Photo Credit: ABC News

Rapper 21 Savage became a free man this week, flying away in a private jet after making his $100,000 bond ending his 9 day detention by Immigration and Customs Enforcement (ICE). In his first interview with Good Morning America today since all of this took place, he spoke with ABC News’ Linsey Davis about his time being detained.

When asked if he feared being deported, he said “Yeah, but I feel like I done been through so much in my life, like, I learned to embrace the times when I’m down ’cause they always build me up and take me to a new level in life,” he said.

“So it’s like even if I’m sitting in a cell on 23-hour lockdown, in my mind, I know what’s gonna come after that. So I’m not happy about it. But I’m accepting of it,” he added. “I’ve been here 19, 20 years, this is all I know. I don’t feel like you should be arrested and put where a murderer would be just for being arrested… I was in one room all day.”
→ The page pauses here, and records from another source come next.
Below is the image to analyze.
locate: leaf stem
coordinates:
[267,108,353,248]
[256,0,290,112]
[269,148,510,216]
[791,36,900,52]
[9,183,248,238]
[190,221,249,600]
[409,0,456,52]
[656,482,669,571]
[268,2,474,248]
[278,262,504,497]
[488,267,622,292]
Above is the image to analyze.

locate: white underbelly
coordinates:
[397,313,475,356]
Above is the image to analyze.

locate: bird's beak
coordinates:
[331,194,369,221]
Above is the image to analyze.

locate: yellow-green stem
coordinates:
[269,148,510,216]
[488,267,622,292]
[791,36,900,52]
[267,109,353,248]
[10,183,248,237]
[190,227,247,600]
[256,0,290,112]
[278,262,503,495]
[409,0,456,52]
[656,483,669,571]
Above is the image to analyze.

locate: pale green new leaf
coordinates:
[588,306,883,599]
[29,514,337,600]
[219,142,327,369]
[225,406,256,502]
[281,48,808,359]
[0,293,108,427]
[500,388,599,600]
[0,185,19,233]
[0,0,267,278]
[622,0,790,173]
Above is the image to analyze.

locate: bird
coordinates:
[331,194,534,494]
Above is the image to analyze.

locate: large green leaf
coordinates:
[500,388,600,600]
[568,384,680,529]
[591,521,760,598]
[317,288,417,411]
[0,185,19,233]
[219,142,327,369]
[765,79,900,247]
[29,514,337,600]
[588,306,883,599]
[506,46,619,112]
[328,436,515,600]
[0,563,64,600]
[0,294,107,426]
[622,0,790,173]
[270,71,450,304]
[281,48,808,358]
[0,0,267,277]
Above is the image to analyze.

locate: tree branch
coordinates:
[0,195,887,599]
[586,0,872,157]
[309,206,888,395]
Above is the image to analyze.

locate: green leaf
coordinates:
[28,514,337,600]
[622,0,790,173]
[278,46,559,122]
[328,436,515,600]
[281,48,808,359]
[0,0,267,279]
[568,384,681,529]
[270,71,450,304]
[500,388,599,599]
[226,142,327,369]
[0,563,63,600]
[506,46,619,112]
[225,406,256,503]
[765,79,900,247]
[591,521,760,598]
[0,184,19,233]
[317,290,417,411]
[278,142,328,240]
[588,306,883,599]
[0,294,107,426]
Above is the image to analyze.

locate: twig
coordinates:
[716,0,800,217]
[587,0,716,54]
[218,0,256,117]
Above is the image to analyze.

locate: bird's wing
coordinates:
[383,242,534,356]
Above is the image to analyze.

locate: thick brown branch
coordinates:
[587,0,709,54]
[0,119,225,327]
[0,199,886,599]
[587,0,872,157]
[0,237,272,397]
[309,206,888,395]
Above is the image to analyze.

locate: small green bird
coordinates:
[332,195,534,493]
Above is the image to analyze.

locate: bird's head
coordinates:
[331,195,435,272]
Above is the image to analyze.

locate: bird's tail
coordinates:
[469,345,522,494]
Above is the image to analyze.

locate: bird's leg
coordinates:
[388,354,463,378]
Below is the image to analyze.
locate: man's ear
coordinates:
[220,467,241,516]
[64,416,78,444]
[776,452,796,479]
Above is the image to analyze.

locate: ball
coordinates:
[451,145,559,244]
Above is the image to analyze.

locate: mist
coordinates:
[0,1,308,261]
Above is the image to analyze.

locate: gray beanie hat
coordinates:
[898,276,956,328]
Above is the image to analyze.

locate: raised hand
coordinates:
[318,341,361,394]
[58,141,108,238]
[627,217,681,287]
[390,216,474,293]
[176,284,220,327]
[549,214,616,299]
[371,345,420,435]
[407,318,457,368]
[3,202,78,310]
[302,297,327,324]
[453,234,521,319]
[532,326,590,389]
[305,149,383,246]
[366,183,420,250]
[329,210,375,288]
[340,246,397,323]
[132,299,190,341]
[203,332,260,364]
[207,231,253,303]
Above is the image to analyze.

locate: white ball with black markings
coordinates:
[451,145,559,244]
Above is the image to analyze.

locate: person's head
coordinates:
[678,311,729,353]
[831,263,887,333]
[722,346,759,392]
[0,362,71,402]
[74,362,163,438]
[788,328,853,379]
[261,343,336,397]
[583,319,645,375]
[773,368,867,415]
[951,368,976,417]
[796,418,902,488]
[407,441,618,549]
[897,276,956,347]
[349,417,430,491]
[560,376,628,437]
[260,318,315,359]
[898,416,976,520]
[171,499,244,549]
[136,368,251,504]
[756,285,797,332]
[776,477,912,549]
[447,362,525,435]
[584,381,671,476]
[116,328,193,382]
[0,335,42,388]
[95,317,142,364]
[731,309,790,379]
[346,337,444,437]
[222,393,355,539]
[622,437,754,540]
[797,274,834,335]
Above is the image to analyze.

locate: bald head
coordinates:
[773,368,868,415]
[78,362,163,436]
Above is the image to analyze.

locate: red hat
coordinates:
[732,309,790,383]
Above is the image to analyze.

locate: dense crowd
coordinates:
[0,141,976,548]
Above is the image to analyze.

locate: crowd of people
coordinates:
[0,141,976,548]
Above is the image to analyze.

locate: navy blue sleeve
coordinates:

He was asked if he felt that his music was the cause of his arrest by ICE, a point that has been stated by area Congressman Hank Johnson and his attorney Alex Spiro. A point to notice is that when Linsey asked 21 if he felt his music was the cause of his detention, he said he had heard that and he could see how people could come to that conclusion. Since he was speaking on the thoughts of others, she asked what he believed, and he said he couldn’t say if that was the case. His legal team is clearly making the case that his music caused him to be picked up by ICE and the reality is he doesn’t appear to believe that himself. And as for Hank Johnson, some of you might remember he recently stated that Guam, an island in the middle of the ocean, was going to capsize and tip over into the ocean so his words should be taken with a grain of salt.

He’s been here since he was 7 years old and said “I didn’t even know what a visa was.” He went on to say “I knew I wasn’t born here, but I didn’t know what that meant as far as when I transitioned into an adult, how it was going to affect my life.” When asked if he had any words for those who may not have the resources that he does or able to make bond, still in detention, he said “I feel your pain. (I’m going to) do everything in my power to try and bring awareness to your pain.”

“I knew I wasn’t born here but I had no idea what that would mean when I was an adult… I don’t think the policy is broken. I think the way they enforce the policy is broken.”

Following his detention and missing the Grammys where he received two nominations and was scheduled to perform, he now says his top priority is to become a US citizen.